Конечно, было в Одоевском и что-то забавное. Не только в женоподобной наружности его. Но и в иных повадках. В нем соседствовали два человека. Он — Рюрикович, прямой потомок князя черниговского Михаила Всеволодовича, замученного в 1246 году в Орде и причтенного к лику святых. И он всё — друг и покровитель, а иногда и поклонник разночинцев и противник крепостного рабства. Но он же и придворный и, по слову насмешника Герцена, душа Одоевского прелестна, а на заду виден камергерский ключ.
Да, князь глубоко уважал Белинского, но в то же время его шокировали трубные звуки, издаваемые Виссарионом при сморкании. Правда, князь подавлял это чувство, ибо был демократом по убеждению, к тому же добр и услужлив бесконечно. Его любили, но и посмеивались над его аристократическими замашками,— например, над его манерой всюду выезжать в карете с ливрейным лакеем, что в ту пору уже выглядело старомодно. Однако самые связи свои аристократические Владимир Федорович использовал в боях с цензурой, ибо был приятелем князя Григория Петровича Волконского, председателя санкт-петербургского цензурного комитета.
Когда Одоевского хвалили, Белинский замечал, усмехаясь:
— Да, разумеется, князь добрый и простой человек. Но — повытерся светом и поэтому бесцветен, как изношенный платок.
Когда же Одоевского осуждали, Белинский говорил сурово:
— Не трогайте Одоевского, в нем есть пафос истины.
Ибо любовь к истине была тем устоем, который оставался нерушимым во всех идейных увлечениях Белинского.
Сейчас, влекомый Одоевским из прихожей в гостиную, Виссарион сквозь шум, доносившийся оттуда, с трудом вслушивался в его речь:
— Что меня наиболее огорчает, Белинский, это сознание хрупкости наших писаний.

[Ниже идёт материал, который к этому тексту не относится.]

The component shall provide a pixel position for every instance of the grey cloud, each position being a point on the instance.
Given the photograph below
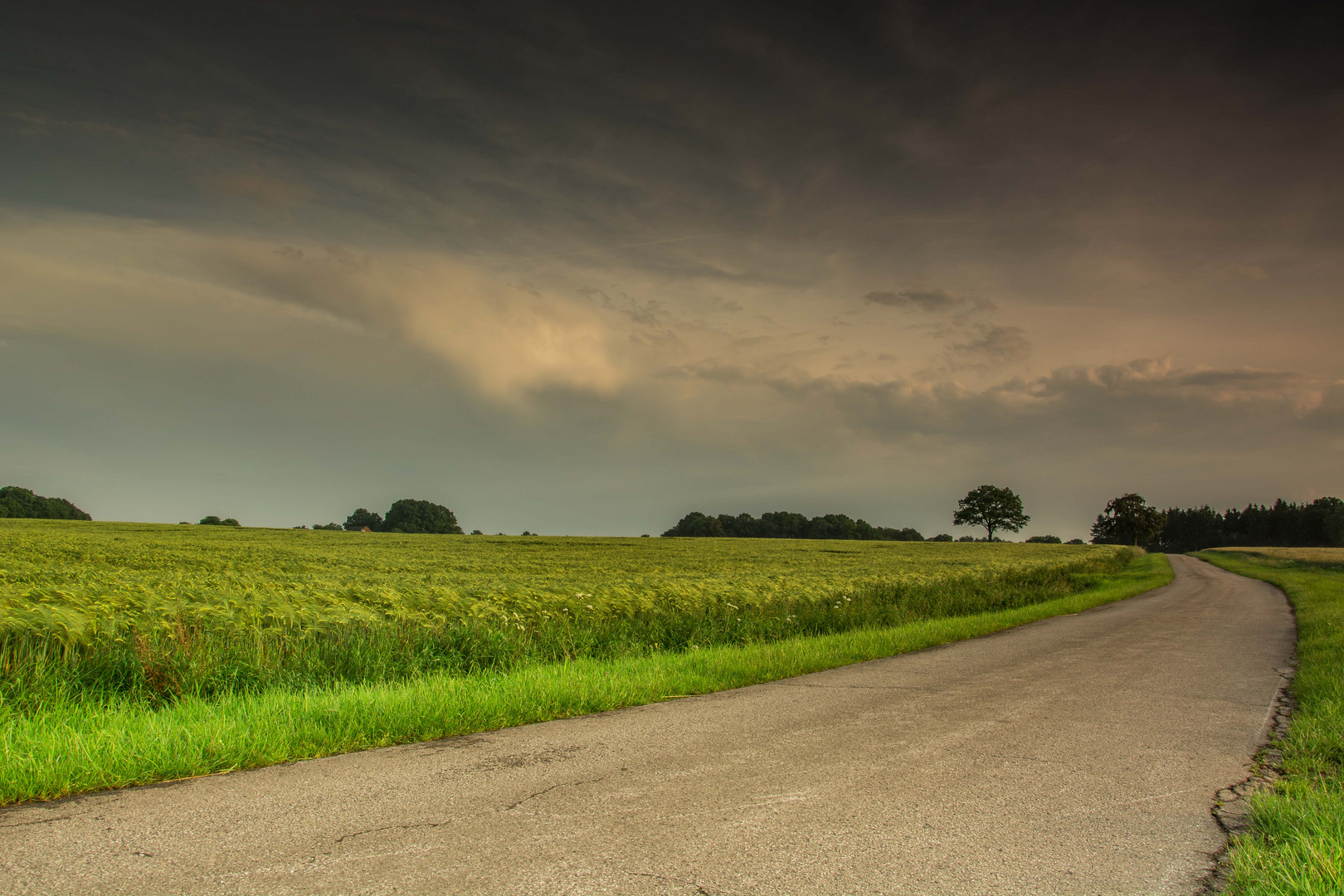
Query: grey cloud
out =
(930, 299)
(995, 347)
(1144, 403)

— Смотря чьих,— вставил Панаев.
— Всех,— твердо сказал князь.— Древние писали на камне, на пергаменте, на папирусе. Мы же — на непрочной бумаге, сделанной из тряпок. Столетия уничтожат нашу тряпичную цивилизацию.
И князь остановил их, как бы для того, чтобы они прониклись этой мыслью поглубже.
Дотом, словно уверившись, что она внедрилась достаточно, ввел их в гостиную.
Белинский зажмурился: многолюдство, многоголосье, многосвечье нахлынули на него, ослепили, оглушили.
— Но позвольте,— сказал Иван Иванович, раскланиваясь в то же время со светской ловкостью направо и налево,— неужто и книги исчезнут?
Их окружили, гул приветствий, рукопожатия. Белинский попробовал выдернуть руку из-под руки Одоевского. Не тут-то было! Владимир Федорович, заарканив собеседника, не так-то быстро отпускал его на волю.